We might take a look at cryptocurrencies soon. This is a complicated subject about which I have many questions but as yet not many answers. It can be difficult to identify the risks and weaknesses in any financial system, much less complicated ones. To demonstrate, let's consider, not for the first time, the case of The Englishman's Holiday. This is a problem involving a very simple set of facts, much simpler than cryptocurrency facts, yet it  still manages to intrigue. It demonstrates that in economics nothing is simple.  Here is the problem.

There once was a very upright and very proper Englishman who regularly took his summer vacation on a tiny agreeable Aegean island. The Englishman had returned to the island so many times that his credit worthiness had been established beyond any possible doubt. There was absolutely no chance that this Englishman's bank would fail to honour his cheques and indeed all of them had always been honoured promptly.
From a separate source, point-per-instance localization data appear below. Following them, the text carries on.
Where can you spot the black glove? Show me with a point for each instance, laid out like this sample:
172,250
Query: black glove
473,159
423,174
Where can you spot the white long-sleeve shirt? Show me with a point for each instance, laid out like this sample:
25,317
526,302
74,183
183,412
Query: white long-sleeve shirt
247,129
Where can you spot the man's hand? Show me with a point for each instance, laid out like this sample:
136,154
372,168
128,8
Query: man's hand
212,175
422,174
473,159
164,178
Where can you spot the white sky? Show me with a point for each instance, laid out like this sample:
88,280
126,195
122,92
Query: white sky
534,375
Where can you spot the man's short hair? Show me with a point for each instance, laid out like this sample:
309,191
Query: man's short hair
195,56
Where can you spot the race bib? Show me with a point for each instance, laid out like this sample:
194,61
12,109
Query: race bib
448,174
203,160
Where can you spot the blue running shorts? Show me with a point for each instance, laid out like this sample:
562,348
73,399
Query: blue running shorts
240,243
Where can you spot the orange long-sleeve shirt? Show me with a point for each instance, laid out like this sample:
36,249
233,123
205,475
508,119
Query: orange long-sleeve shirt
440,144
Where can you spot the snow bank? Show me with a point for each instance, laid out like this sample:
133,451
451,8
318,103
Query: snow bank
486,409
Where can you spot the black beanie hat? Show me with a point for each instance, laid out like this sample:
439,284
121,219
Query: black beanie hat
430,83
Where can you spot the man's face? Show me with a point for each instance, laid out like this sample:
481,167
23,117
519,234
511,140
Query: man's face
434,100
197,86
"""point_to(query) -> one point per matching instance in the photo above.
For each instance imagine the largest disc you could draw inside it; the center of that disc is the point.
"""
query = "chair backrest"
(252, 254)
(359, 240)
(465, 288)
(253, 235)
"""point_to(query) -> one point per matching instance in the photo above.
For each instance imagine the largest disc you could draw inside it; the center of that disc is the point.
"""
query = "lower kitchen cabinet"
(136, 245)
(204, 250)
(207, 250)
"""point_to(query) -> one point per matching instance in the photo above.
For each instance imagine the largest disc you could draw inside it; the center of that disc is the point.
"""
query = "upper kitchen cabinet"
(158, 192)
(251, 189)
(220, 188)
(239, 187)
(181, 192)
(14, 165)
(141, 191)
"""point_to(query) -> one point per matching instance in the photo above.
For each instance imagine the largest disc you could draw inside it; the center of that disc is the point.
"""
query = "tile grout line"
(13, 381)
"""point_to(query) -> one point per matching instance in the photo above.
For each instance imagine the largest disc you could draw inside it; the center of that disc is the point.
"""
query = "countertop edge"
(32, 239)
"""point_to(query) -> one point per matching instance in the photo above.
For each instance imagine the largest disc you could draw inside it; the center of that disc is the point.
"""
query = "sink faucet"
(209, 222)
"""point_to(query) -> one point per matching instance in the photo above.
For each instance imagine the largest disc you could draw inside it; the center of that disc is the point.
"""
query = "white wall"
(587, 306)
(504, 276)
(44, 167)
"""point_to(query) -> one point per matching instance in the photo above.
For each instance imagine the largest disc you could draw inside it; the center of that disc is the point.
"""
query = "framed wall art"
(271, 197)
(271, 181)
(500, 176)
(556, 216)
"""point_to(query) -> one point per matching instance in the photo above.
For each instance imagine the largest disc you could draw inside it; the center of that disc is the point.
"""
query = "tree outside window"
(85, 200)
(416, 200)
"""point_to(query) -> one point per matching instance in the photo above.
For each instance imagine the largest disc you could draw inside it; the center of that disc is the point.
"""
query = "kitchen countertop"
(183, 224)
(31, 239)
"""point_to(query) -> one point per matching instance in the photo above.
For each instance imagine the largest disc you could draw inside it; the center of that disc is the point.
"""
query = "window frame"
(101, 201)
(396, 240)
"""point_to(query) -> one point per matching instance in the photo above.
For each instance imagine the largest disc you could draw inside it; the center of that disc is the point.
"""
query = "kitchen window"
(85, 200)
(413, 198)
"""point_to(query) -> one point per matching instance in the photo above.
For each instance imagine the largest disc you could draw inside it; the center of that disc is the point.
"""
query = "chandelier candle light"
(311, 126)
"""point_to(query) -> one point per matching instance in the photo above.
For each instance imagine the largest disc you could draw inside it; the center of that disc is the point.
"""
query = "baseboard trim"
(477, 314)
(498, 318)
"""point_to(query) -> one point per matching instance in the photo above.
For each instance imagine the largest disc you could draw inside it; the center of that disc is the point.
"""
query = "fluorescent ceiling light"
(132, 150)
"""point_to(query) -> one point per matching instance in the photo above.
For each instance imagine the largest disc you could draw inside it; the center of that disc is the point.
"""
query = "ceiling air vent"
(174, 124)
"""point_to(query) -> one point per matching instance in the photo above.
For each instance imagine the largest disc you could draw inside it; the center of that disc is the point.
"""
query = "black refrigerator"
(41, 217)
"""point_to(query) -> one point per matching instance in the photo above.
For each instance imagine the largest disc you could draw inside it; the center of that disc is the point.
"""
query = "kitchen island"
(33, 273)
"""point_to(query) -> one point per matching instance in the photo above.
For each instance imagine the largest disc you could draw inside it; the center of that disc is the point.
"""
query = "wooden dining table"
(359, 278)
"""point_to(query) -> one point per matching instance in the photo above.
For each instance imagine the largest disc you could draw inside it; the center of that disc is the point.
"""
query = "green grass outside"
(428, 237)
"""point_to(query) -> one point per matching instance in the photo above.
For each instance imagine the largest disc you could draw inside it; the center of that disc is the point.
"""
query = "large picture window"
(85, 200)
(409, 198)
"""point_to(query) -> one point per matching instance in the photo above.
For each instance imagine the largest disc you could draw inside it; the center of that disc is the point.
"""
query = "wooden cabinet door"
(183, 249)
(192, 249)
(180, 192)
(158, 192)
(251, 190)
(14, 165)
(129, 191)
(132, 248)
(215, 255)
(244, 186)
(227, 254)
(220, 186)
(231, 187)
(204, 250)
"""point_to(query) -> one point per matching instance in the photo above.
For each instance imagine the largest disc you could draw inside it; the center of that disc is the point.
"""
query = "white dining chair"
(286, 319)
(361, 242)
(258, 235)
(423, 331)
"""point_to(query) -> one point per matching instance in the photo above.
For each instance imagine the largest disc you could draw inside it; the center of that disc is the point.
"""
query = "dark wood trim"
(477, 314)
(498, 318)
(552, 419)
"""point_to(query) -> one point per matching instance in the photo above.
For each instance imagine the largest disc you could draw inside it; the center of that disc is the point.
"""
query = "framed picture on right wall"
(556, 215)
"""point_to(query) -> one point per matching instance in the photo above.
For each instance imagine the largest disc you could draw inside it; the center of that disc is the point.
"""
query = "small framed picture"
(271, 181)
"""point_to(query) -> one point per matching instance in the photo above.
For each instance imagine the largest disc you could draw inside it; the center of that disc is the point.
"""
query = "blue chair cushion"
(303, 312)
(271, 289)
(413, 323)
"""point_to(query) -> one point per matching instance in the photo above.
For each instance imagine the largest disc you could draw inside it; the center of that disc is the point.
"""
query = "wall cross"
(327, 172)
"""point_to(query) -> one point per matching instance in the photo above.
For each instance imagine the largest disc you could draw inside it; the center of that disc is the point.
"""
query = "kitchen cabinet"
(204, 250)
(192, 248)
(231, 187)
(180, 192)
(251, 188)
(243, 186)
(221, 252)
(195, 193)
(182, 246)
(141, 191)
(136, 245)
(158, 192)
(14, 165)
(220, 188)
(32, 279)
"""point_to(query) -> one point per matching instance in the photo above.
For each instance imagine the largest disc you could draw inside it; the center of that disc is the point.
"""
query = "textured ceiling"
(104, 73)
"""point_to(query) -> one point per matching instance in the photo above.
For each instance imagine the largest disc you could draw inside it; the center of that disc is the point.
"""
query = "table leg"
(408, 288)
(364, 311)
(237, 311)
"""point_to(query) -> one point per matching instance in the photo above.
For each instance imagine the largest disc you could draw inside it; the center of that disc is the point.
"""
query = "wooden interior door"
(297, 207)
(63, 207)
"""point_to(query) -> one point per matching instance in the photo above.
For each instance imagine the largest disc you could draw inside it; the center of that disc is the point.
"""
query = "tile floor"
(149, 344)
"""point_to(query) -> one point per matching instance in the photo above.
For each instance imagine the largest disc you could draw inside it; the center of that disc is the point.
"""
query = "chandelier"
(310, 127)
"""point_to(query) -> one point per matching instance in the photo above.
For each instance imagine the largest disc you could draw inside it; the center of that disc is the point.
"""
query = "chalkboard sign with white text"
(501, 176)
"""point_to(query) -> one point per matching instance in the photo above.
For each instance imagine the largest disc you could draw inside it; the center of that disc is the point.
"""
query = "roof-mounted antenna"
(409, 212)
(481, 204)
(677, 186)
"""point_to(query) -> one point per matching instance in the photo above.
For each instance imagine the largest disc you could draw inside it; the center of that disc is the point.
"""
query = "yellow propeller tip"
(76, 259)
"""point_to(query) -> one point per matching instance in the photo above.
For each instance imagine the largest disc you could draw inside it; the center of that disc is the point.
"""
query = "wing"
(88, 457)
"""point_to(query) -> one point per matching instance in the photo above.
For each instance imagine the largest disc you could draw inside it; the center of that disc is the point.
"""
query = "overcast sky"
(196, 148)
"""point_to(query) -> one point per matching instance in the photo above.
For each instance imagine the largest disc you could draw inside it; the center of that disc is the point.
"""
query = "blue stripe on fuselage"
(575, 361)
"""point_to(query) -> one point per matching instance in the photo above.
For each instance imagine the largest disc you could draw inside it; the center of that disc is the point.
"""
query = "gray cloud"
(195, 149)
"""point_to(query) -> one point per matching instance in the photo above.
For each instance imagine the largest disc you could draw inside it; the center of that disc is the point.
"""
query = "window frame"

Since the Englishman's credit was so sound the islanders were totally happy to allow him to pay by cheque with the certain knowledge that they were good cheques. Indeed, so well-known and trusted was the Englishman on this tiny island that the islanders were happy to accept the Englishman's cheques from each other. For example, if the restaurateur wished to pay the grocer partly with a cheque he had received from the Englishman in payment for a meal, the grocer was happy to accept the cheque. The grocer was then able to buy fuel with the cheque and so on. In this way the cheques circulated around the island forever and were thus never returned to the Englishman's bank for collection.

Who paid for the Englishman's holiday?

I will allow a little time in case any reader wants to offer his or her answer to the question. Then I will say a few words about cryptocurrencies.